Eskbank House and Museum is an unique Lithgow institution which celebrates the past with a wide range of activities from theatre to seasonal events and science-based days to bring the community together in a spirit of fun and enquiry.
The original Eskbank House was built from Australian cedar and local sandstone on Wiradjuri land by Alexander Binning for Thomas Brown in 1842. Brown was the first local industrialist, establishing the coal industry in Lithgow.
The fairly simple house is perhaps the first significant house built in the Lithgow area. It consists of four rooms connected by a hallway, attached to a court-yard which leads to the kitchen and wood-room. Together with its outbuildings, Eskbank House provides a wonderful insight into early colonial life.

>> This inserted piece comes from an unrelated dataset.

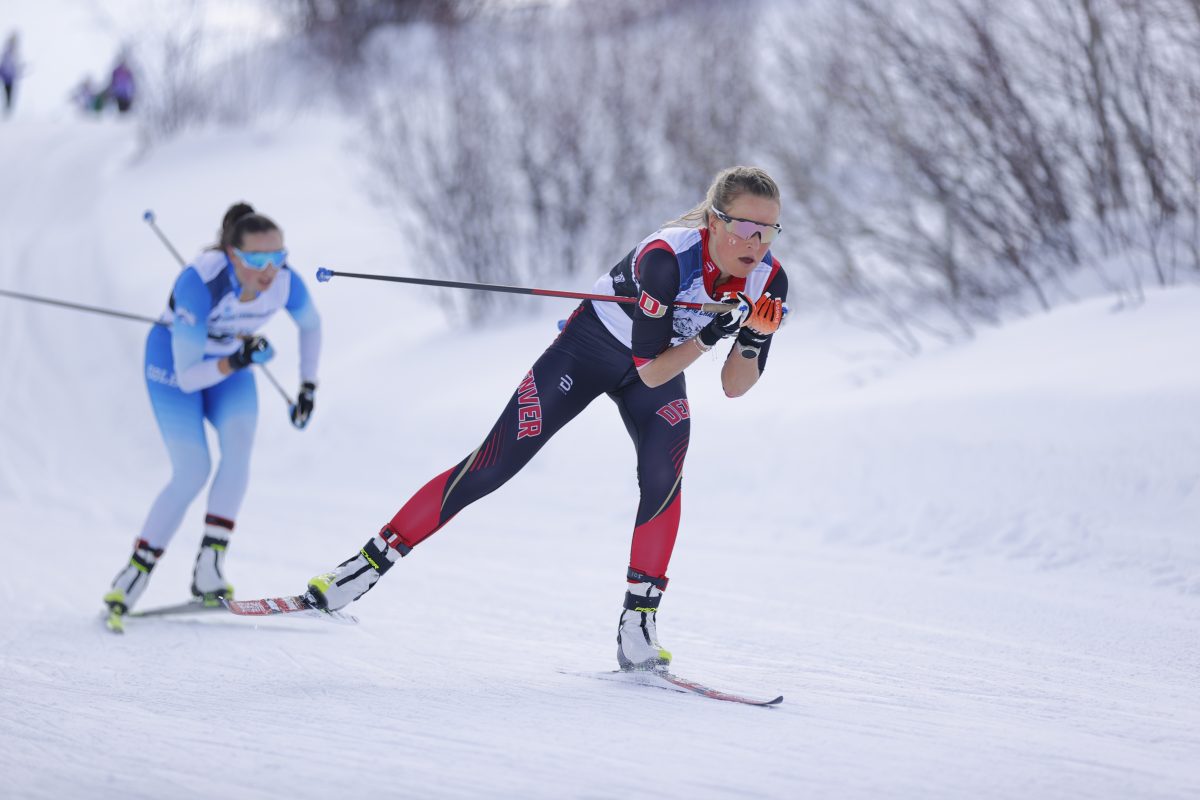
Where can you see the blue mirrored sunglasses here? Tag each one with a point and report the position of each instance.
(262, 259)
(748, 228)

In the 1920s William Mortlock enclosed the courtyard and extended the building. Then Eric Bracey, a local businessman, bought the property in 1948 and spent many years re-furbishing and re-furnishing the house. Eventually he donated it to the people of Lithgow, and in 1966 it was opened as one of the first house museums in NSW.

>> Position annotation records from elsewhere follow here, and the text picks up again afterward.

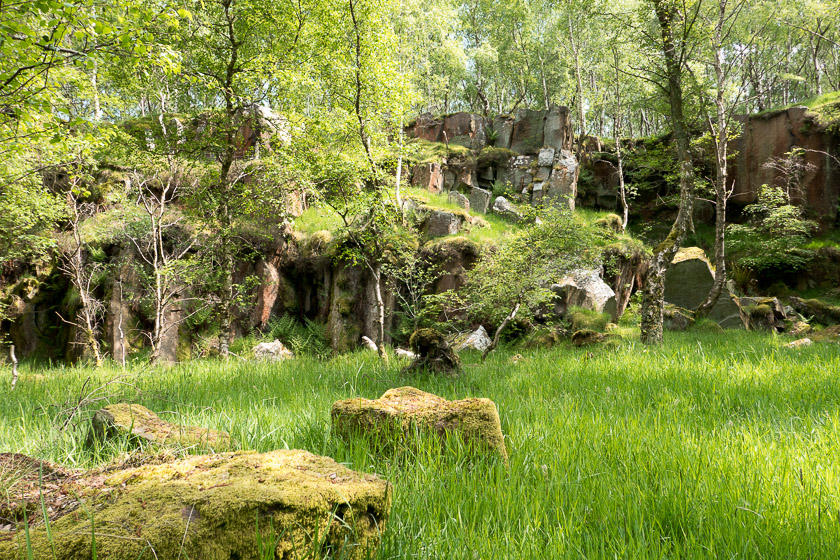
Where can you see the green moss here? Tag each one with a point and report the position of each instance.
(587, 337)
(588, 319)
(611, 222)
(495, 157)
(139, 423)
(401, 411)
(215, 507)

Now Eskbank House stands in a hectare of beautiful lawns and gardens. The four front rooms have been preserved much as they were in Thomas Brown’s day, and house the Bracey Furniture Collection, with some beautiful early Victorian furniture. They also contain the Nationally Significant Lithgow Pottery Collection, and many objects from the history of the ironworks in Lithgow. These include popular heritage items in the grounds such as Possum the Locomotive.

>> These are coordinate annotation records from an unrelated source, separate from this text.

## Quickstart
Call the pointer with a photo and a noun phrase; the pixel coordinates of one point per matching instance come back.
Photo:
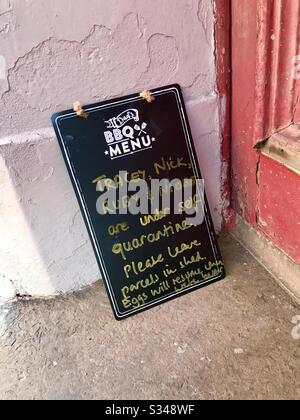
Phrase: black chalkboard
(144, 260)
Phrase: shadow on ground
(230, 340)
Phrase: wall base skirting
(277, 263)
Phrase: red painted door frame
(264, 95)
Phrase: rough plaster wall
(54, 52)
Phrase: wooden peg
(80, 112)
(147, 95)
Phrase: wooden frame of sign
(144, 259)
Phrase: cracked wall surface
(57, 52)
(53, 53)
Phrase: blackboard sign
(149, 258)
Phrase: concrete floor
(231, 340)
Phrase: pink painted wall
(55, 52)
(58, 51)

Originally named Cyclopes and built in 1912, Possum was brought to the Lithgow Blast Furnace from England in 1919 by Hoskins Bros to work in the Lithgow iron and steel works. After time in Port Kembla it retired in 1967, was donated to the Lithgow District History Society and moved to Eskbank House in 1969. Other exhibits include a hansom cab and a pennyfarthing bicycle, as well as a Buffalo Pitts Engine used to haul coal and two skips from the State Mine.
Visitors to the museum can enjoy a group tour of the museum or wander by themselves amongst the buildings and gardens. The Courtyard Gallery hosts regularly changing art exhibitions of community and professional art, including an event called Waste2Art.
Eskbank House also hosts music concerts, plays, and themed events such as the Roaring 20s Garden Party, Steampunk Festival and a Halloween Fashion Parade. Its Treasures from Home event invited people to bring along an object with a story about its significance to the local area. These included specially commissioned jewellery, a babys night dress and a pair of convict manacles.
The popular Eskbank Steampunk Festival turns the house into a Victorian Village of the future. Eskbank Steampunk is such a wonderful experience, comments Lithgow City Council Mayor Maree Statham. The activities, displays, markets and high tea are all first class, but it is the visitors in costume that really win the day.
Eskbanks 1950s party, commemorates the Blagoyevich family which lived there during the 1950s and held parties there with Michael Blagoyevichs band The Fugitives. It offered dancing to the Ridgey Didge Duo, a milk bar with bottomless milkshakes, and a carnival with 50s wheels and flicks. Other entertainment included the balloon pop and ring toss, croquet with the local Lithgow Croquet Club (which started in the 1950s, badminton, totem tennis and quoits, as well as 50s cars and caravans from the Lithgow Historic Car Club. There were also prizes for the best 50s threads in the Hip Threads Competition.
Theatre also finds a home at Eskbank House. The local Blast Furnace Theatre brought a childrens picnic theatre production Hansel and Gretel to Eskbank House in
2015, with the audience travelling all over the grounds of Eskbank House with Hansel and Gretel. Writer and director Catherine Lockley also created and directed the Vampire Masquerade Fashion Show as part of the Halloween 2016 festivities.
And Blaxland and Daughters moving one-woman play Pioneers in Petticoats in 2015 brought four outstanding colonial women to life in this perfectly appropriate colonial space. This year Blaxland and Daughters Matilda Fish and the Bushranger will perform there too.
Eskbank House also embraces the sciences, holding a Pollinator Week Workshop where the community took part in activities including building a bee hotel, identifying pollinators and making seed-balls. Eskbank has celebrated International Mens Day too, with a Movember event including a barbecue.
So Eskbank House and Museum continue to be a vibrant part of Lithgow life, led by Lithgow Councils imaginative Cultural Officer Wendy Hawkes, backed by Council and helped by a dedicated team of wonderful volunteers.